Number of Unique Good Subsequences - Video Solutions

Problem Overview: Given a binary string, count the number of unique good subsequences. A subsequence is good if it has no leading zeros unless the subsequence itself is "0". Duplicate subsequences must be counted once, which turns the problem into a combination of subsequence generation and deduplication.

Approach 1: Dynamic Programming (O(n) time, O(1) space)

The key observation: every good subsequence must end with either 0 or 1. Track two counters while scanning the string from left to right: the number of unique subsequences ending in 0 and those ending in 1. When you see a 1, it can extend all existing subsequences or start a new one, so update the endWith1 count. When you see a 0, it can only extend existing subsequences that already started with 1, because leading zeros are not allowed except for the single "0" subsequence. Maintain a flag to record whether a standalone "0" exists. Each step performs constant updates, giving O(n) time and O(1) extra space. This approach relies on careful state transitions typical in dynamic programming and works directly on the string without generating subsequences explicitly.

Approach 2: Bit Manipulation and Union-Find (O(n α(n)) time, O(n) space)
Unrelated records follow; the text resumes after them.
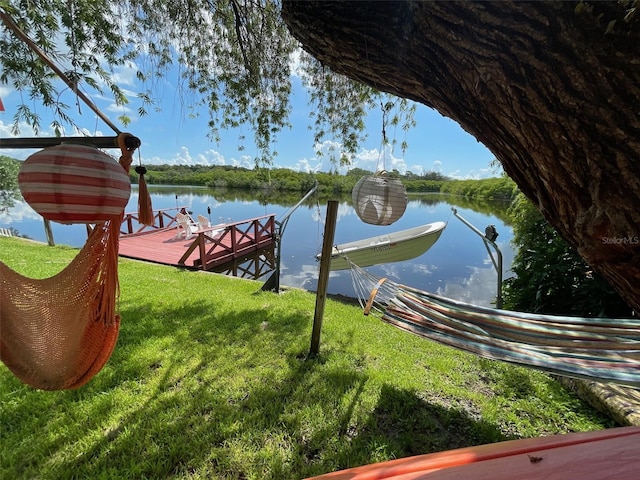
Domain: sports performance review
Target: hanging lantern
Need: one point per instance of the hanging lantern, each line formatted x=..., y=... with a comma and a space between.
x=74, y=184
x=378, y=199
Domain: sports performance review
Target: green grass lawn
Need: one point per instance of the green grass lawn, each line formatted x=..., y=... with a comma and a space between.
x=210, y=379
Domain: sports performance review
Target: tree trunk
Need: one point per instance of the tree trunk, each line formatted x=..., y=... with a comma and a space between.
x=543, y=85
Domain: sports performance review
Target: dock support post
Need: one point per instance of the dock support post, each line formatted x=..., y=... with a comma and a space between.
x=48, y=232
x=323, y=276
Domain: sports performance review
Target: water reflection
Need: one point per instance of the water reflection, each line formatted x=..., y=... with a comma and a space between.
x=457, y=266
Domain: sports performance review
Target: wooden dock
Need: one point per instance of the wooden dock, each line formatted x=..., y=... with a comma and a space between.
x=206, y=249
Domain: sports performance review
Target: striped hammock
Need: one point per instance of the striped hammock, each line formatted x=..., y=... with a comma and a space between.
x=602, y=349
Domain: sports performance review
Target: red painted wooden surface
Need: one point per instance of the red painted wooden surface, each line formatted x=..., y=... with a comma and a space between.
x=166, y=247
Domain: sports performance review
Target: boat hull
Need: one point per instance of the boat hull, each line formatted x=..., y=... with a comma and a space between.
x=612, y=453
x=388, y=248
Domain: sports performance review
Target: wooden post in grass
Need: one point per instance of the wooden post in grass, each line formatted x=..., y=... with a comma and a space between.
x=323, y=276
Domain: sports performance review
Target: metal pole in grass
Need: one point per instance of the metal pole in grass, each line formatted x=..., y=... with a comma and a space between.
x=323, y=275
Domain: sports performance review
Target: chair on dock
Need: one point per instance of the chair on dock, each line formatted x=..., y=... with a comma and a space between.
x=186, y=226
x=203, y=222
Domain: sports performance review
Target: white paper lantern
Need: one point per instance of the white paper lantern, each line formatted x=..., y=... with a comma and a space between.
x=74, y=184
x=378, y=199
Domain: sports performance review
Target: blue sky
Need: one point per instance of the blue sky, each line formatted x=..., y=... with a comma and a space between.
x=172, y=137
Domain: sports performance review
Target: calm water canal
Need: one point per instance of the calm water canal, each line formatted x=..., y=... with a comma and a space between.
x=457, y=266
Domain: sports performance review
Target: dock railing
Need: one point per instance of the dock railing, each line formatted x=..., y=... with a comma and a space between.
x=163, y=218
x=226, y=242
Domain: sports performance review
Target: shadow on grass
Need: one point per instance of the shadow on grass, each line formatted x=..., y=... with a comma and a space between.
x=191, y=392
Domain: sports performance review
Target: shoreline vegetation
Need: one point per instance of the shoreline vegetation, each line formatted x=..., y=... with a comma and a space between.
x=210, y=379
x=286, y=180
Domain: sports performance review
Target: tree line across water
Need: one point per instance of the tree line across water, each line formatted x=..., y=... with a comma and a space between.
x=551, y=277
x=286, y=180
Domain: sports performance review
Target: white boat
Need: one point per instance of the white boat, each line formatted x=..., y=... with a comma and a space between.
x=390, y=247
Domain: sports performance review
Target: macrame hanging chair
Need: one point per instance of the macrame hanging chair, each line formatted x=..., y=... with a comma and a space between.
x=57, y=333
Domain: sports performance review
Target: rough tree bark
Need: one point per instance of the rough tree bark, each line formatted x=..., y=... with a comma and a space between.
x=543, y=85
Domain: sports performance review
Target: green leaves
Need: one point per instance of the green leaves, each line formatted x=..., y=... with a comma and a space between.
x=235, y=58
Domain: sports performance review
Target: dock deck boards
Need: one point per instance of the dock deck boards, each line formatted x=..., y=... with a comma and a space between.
x=207, y=250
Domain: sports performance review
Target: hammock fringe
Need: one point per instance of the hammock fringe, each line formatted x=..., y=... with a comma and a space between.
x=602, y=349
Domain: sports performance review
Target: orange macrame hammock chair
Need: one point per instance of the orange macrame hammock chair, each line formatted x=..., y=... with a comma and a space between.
x=57, y=333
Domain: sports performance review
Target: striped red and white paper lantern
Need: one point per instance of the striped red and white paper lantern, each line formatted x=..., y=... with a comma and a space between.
x=379, y=199
x=72, y=183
This perspective treats each subsequence state as a node representing the binary value pattern formed so far. Bit manipulation helps encode subsequence endings compactly, while a Union-Find structure merges states that represent identical subsequences created through different index paths. During iteration, extending a subsequence with the next bit may produce duplicates; union operations collapse those equivalent states so only unique representatives remain. Path compression keeps the amortized cost near constant, leading to roughly O(n α(n)) time and O(n) space. The method highlights how deduplication can be handled structurally using disjoint-set unions, often paired with bit manipulation for compact state handling.
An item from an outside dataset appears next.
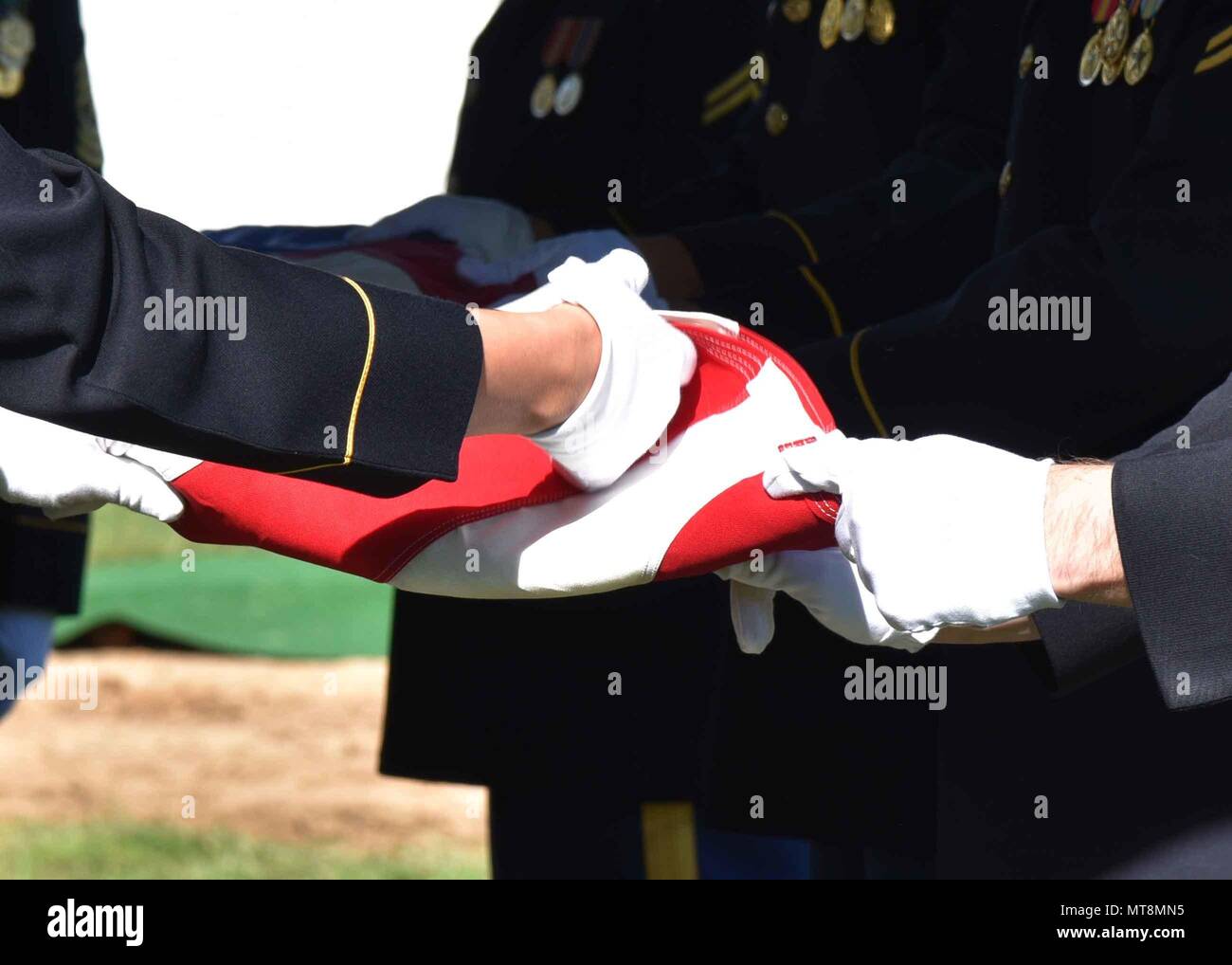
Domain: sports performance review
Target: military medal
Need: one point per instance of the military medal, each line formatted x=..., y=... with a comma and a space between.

Recommended for interviews: The dynamic programming solution is what interviewers expect. It shows you can convert a subsequence counting problem into a small set of states and avoid exponential enumeration. Explaining why leading zeros restrict transitions demonstrates deeper reasoning about constraints. The alternative structural approach is interesting conceptually, but the constant-space DP is the cleanest and most efficient answer.